Il suggère qu’une étape nécessaire consiste à limiter l’adhésion aux BMU. « Lorsque certains pêcheurs partent pour d’autres emplois ou pour la retraite, ils ne devraient pas être remplacés par de nouveaux », conseille le Dr Lokina.
Selon le chercheur, l’accès libre à la pêche signifie une augmentation du nombre de pêcheurs et de bateaux de pêche. Cela rend la réglementation plus difficile et même lorsqu’elle est réglementée, elle signifie toujours que davantage de personnes pêchent davantage de poissons, ce qui entraîne un épuisement des ressources. Mark Weston, auteur de The Saviour Fish: Life and Death on Africa’s Greatest Lake, partage l’avis des chercheurs. Selon lui, la surpêche porte un coup dur à l’industrie de la pêche du lac.

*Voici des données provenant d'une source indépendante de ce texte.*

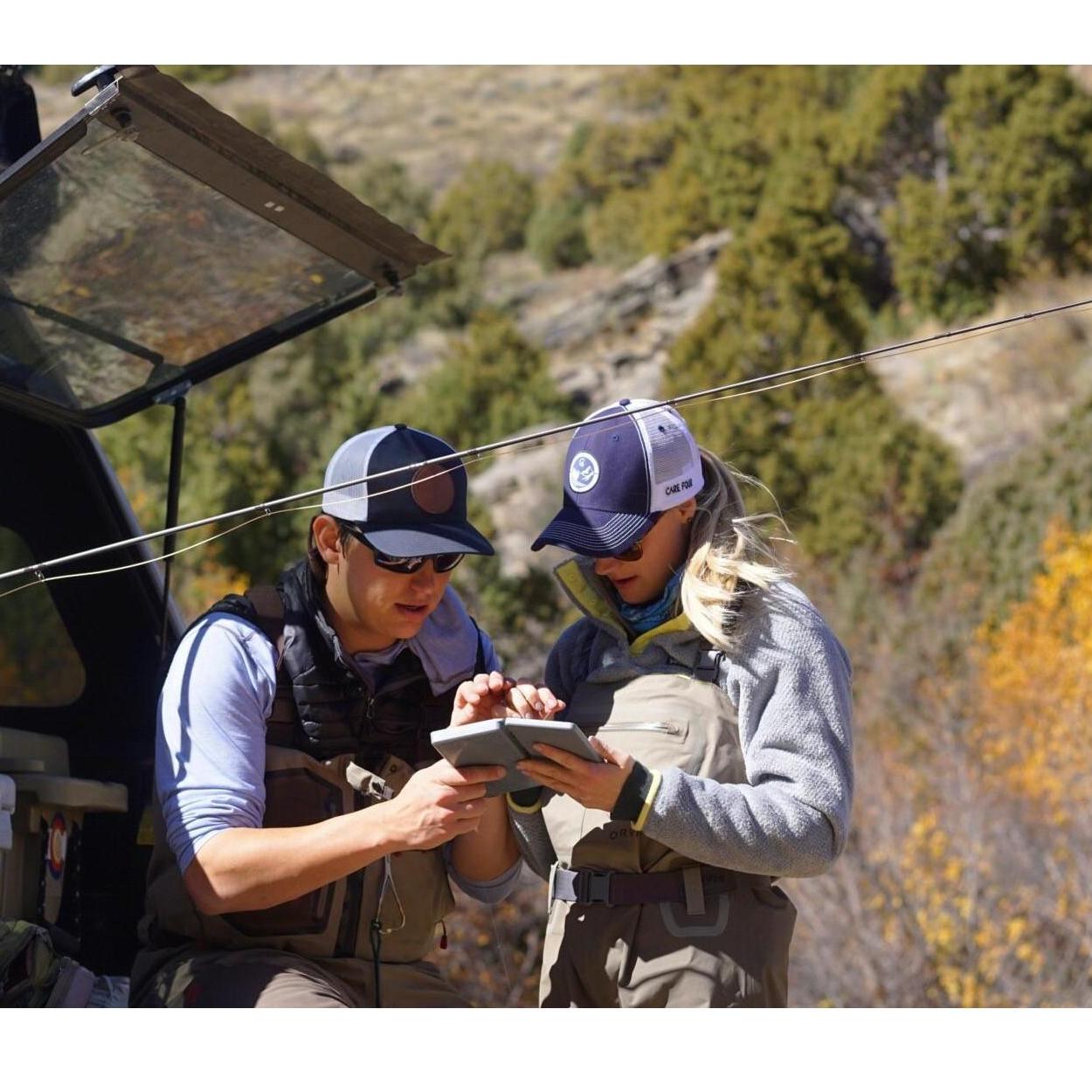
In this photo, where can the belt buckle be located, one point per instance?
(594, 888)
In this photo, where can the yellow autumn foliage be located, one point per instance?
(1032, 730)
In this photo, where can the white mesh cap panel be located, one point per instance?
(349, 462)
(673, 458)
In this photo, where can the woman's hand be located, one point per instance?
(593, 784)
(494, 695)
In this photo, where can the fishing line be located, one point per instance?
(710, 394)
(204, 542)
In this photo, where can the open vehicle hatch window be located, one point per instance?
(38, 663)
(152, 239)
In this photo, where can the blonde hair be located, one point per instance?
(726, 549)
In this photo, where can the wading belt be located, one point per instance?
(627, 889)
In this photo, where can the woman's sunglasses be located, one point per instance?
(441, 563)
(636, 551)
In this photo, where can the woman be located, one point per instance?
(721, 703)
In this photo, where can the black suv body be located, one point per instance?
(149, 244)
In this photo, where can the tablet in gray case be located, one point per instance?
(503, 742)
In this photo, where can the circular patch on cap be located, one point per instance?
(57, 847)
(432, 489)
(584, 472)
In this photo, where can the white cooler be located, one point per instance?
(40, 806)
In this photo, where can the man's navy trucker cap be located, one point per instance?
(410, 514)
(620, 475)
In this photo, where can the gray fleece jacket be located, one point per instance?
(789, 678)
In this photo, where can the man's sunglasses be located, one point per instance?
(441, 563)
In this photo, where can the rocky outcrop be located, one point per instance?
(607, 336)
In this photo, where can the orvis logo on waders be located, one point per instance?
(584, 473)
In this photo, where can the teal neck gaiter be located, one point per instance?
(641, 617)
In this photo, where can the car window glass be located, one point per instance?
(117, 269)
(38, 664)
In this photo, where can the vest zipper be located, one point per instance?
(668, 729)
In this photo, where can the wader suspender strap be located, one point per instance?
(270, 608)
(708, 668)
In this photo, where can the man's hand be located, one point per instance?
(494, 695)
(439, 803)
(593, 784)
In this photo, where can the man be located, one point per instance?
(304, 833)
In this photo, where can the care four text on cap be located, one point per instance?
(678, 487)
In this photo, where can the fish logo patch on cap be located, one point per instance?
(584, 472)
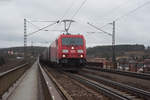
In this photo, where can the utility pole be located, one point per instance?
(113, 47)
(25, 38)
(113, 41)
(69, 24)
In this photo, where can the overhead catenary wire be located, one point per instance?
(78, 9)
(33, 24)
(68, 9)
(132, 11)
(42, 28)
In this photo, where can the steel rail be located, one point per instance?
(99, 87)
(126, 73)
(136, 91)
(13, 69)
(63, 95)
(8, 78)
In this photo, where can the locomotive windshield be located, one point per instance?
(72, 41)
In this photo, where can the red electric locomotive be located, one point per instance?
(68, 50)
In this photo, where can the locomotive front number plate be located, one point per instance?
(73, 51)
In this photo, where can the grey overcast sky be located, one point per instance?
(131, 29)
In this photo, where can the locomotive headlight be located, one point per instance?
(80, 51)
(64, 51)
(81, 56)
(63, 56)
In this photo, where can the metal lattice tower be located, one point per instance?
(25, 38)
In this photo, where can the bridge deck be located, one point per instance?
(28, 88)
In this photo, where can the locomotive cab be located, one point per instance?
(72, 50)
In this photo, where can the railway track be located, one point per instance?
(126, 73)
(9, 77)
(70, 89)
(104, 88)
(123, 87)
(111, 92)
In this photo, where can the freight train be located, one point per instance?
(67, 50)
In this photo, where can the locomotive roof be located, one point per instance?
(71, 35)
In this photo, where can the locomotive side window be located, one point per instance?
(72, 41)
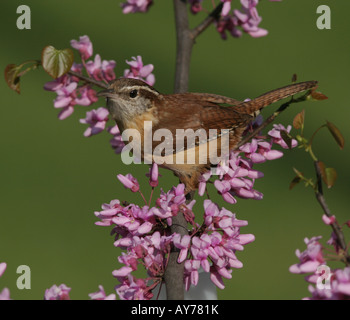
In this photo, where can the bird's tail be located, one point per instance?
(251, 107)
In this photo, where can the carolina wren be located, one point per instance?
(132, 103)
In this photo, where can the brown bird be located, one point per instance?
(187, 121)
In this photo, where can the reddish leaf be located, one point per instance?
(329, 175)
(298, 173)
(294, 182)
(318, 95)
(56, 62)
(298, 122)
(337, 135)
(11, 77)
(287, 138)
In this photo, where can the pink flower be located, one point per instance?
(84, 46)
(108, 69)
(226, 7)
(339, 286)
(133, 6)
(101, 70)
(97, 120)
(139, 71)
(101, 295)
(275, 133)
(3, 267)
(246, 19)
(196, 6)
(57, 293)
(129, 182)
(310, 259)
(153, 175)
(328, 220)
(116, 142)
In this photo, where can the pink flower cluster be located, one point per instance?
(339, 287)
(72, 91)
(235, 22)
(236, 177)
(142, 233)
(133, 6)
(246, 19)
(214, 247)
(69, 91)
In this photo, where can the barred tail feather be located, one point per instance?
(251, 107)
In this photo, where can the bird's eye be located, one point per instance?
(133, 93)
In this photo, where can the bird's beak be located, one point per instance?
(108, 93)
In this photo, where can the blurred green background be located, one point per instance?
(53, 179)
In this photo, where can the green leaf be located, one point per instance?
(287, 138)
(56, 62)
(329, 175)
(337, 135)
(318, 96)
(294, 182)
(298, 122)
(298, 173)
(12, 78)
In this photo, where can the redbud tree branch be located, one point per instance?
(340, 239)
(185, 39)
(88, 80)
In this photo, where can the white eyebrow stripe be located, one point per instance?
(138, 88)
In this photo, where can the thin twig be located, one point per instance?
(270, 119)
(88, 80)
(207, 22)
(322, 201)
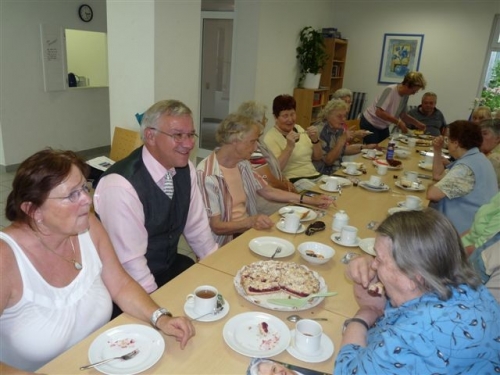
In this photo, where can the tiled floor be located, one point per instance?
(6, 186)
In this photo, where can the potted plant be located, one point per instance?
(312, 56)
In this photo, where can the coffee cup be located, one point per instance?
(290, 222)
(382, 169)
(412, 202)
(332, 183)
(204, 299)
(308, 336)
(375, 180)
(412, 176)
(348, 235)
(352, 169)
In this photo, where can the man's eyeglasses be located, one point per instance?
(178, 137)
(74, 196)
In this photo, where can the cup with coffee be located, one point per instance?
(203, 299)
(413, 202)
(348, 235)
(307, 338)
(375, 181)
(290, 222)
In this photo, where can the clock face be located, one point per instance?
(85, 12)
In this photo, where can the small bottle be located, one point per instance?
(340, 220)
(390, 150)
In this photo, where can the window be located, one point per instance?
(490, 88)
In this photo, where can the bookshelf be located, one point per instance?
(309, 103)
(332, 75)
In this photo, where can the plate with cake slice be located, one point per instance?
(261, 281)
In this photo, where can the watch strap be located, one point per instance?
(157, 314)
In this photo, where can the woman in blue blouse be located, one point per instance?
(435, 317)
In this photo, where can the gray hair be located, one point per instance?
(252, 109)
(169, 107)
(342, 93)
(332, 105)
(234, 127)
(491, 124)
(427, 248)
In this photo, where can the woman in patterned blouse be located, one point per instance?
(435, 316)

L’impact sur les populations de la pêche illégale
Au plus fort de l’essor, 2 000 nouveaux bateaux de pêche étaient lancés sur le lac chaque année, utilisant des technologies toujours plus efficaces. Malgré les mesures adoptées par les gouvernements des pays riverains, comme l’interdiction des chalutiers et la répression d’autres méthodes de pêche illégales, les stocks de perches du Nil ont diminué d’au moins les trois quarts.
Le poids moyen d’une perche du Nil pêchée dans le lac Victoria est passé de 50 kg dans les années 1980 à moins de 10 kg aujourd’hui. Bien que les usines de transformation du poisson aient persuadé le gouvernement tanzanien de réduire la taille minimale légale à laquelle une perche peut être capturée, de nombreux spécimens en vente sur le marché sont même plus petits que le nouveau seuil.
Selon l’auteur, la diminution des stocks de poissons entraîne une baisse du niveau de vie, une augmentation des troubles sociaux, notamment de la criminalité, et une baisse générale du développement économique. Sur les 25 millions de personnes qui dépendent de la générosité du lac, la majorité a du mal à joindre les deux bouts. Le chômage et le sous-emploi sont monnaie courante et beaucoup quittent la région du lac et des usines ferment également. Le prix du tilapia du Nil, un autre poisson de consommation populaire, a quintuplé en cinq ans malgré la concurrence accrue des fermes piscicoles d’Asie.
Le sort du lac Victoria, le plus grand lac d’eau douce du monde, reste encore à améliorer. Les chercheurs estiment que les décideurs politiques des trois pays doivent s’entendre sur une réglementation commune pour préserver les espèces de poissons et la biodiversité générale du lac.